Mort husmeó. El aire de la ciudad tenía un no sé qué. Daba la sensación de que era un aire que había visto mundo. Resultaba imposible dejar de notar a cada inspiración que había miles de personas cerca, y que todas tenían sobacos.

El propietario del puesto contempló a Mort con ojo crítico; notó su rostro pálido, su ropa de buen corte y su extraña presencia, como un efecto de resorte de hélice.

—Mira, voy a hablarte sinceramente —le dijo—, puedo indicarte cómo llegar a un gran prostíbulo.

—Ya he almorzado —replicó Mort vagamente—. Pero podrías decirme si estamos cerca de un lugar que se llama Sto Lat, si mal no recuerdo.

—Pues está a unos treinta kilómetros en dirección al Eje, pero allí no hay nada para un joven de tu clase —se apresuró a informarle el mercader—. Ya sé cómo son estas cosas, has salido solo en busca de nuevas experiencias, de emociones, de romances…

Entretanto, Mort había abierto la bolsa que la Muerte le había entregado. Estaba llena de moneditas de oro, grandes como cequíes.

En su mente volvió a formarse la imagen de un rostro joven y pálido enmarcado por una cabellera pelirroja y que, de algún modo, sabía que él se encontraba allí. Los sentimientos dispersos que lo habían atormentado durante los últimos días se concentraron de repente en un punto.

—Quiero un caballo muy veloz —dijo con firmeza.

* * *

Cinco minutos más tarde, Mort estaba perdido.

Aquella parte de Ankh-Morpork era conocida como Las Tinieblas; se trataba de una zona de la ciudad terriblemente necesitada de la ayuda gubernamental o bien, a ser posible, de un lanzallamas.
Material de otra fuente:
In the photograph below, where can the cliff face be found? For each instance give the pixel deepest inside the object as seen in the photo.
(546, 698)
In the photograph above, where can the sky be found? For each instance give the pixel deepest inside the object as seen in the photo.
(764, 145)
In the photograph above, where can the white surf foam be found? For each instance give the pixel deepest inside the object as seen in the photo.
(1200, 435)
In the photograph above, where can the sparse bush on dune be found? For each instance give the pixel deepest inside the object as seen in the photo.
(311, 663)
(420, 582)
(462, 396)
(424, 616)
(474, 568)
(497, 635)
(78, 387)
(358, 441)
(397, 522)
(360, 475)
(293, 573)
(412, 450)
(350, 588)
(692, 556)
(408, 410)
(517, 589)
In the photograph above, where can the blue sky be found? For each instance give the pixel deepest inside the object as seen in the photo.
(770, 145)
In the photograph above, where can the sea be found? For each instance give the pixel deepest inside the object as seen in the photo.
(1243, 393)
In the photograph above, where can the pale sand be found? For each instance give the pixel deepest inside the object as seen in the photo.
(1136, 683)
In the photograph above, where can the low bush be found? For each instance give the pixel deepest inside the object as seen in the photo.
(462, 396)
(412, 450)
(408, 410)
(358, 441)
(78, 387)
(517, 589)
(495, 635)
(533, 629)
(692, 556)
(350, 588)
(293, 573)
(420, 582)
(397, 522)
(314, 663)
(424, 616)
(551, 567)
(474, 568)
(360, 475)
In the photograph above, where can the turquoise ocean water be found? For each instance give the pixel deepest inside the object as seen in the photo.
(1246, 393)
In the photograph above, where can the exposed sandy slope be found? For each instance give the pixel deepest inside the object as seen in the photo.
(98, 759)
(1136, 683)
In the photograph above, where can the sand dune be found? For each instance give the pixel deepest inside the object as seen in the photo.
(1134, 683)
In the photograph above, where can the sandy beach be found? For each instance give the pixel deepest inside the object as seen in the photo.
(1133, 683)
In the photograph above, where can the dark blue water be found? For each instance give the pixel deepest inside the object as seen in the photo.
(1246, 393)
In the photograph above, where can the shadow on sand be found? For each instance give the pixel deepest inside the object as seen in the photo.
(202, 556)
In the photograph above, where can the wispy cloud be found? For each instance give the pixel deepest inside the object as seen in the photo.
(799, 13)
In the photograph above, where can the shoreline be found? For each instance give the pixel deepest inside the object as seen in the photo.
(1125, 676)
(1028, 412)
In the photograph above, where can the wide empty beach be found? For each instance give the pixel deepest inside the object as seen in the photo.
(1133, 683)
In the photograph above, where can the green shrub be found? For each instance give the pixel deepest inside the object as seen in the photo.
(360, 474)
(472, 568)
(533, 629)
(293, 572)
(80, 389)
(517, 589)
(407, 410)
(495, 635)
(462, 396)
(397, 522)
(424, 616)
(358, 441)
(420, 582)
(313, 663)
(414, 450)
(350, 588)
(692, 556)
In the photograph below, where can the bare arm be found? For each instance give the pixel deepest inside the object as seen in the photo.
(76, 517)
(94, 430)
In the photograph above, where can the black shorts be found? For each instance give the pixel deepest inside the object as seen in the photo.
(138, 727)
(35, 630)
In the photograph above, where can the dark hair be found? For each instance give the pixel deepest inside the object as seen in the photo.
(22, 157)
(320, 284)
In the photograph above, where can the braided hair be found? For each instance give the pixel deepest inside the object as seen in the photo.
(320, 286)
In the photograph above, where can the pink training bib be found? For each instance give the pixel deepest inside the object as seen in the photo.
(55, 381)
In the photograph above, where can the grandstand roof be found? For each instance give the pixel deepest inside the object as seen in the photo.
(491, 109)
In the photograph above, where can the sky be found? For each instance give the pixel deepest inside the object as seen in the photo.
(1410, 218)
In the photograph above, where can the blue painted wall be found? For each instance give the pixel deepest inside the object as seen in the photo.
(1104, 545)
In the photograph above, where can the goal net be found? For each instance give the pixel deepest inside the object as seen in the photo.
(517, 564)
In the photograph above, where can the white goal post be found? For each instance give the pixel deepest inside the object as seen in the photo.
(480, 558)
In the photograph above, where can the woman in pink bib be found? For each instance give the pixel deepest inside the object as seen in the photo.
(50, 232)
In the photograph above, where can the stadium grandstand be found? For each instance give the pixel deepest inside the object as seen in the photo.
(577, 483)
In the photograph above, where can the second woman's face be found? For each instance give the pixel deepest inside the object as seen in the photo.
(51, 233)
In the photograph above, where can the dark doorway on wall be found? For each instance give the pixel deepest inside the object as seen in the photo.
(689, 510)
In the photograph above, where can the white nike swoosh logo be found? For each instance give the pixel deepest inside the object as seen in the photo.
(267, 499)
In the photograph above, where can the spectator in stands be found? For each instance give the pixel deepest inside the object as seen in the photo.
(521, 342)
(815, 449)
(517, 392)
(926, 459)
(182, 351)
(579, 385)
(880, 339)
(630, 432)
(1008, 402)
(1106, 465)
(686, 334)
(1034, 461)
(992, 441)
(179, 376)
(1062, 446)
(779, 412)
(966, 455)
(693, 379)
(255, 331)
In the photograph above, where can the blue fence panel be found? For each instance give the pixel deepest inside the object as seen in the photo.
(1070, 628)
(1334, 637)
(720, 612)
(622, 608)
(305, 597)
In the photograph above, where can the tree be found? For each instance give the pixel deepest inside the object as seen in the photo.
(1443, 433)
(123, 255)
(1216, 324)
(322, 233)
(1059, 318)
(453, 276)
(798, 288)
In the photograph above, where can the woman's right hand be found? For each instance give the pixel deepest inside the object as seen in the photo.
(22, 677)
No se la podía calificar de sórdida porque habría sido estirar el término hasta el extremo. Sobrepasaba la sordidez y seguía de largo hasta llegar al punto en que, debido a una especie de inversión einsteiniana, adquiría una magnífica depauperación que lucía cual premio arquitectónico. Era ruidosa, sofocante y olía como el suelo de un establo.

No había allí un barrio, sino más bien una ecología, como una especie de inmenso arrecife de coral crecido en tierra. Había seres humanos, eso sí, los equivalentes humanoides de las langostas, los calamares, los camarones y demás fauna. Y también de los tiburones.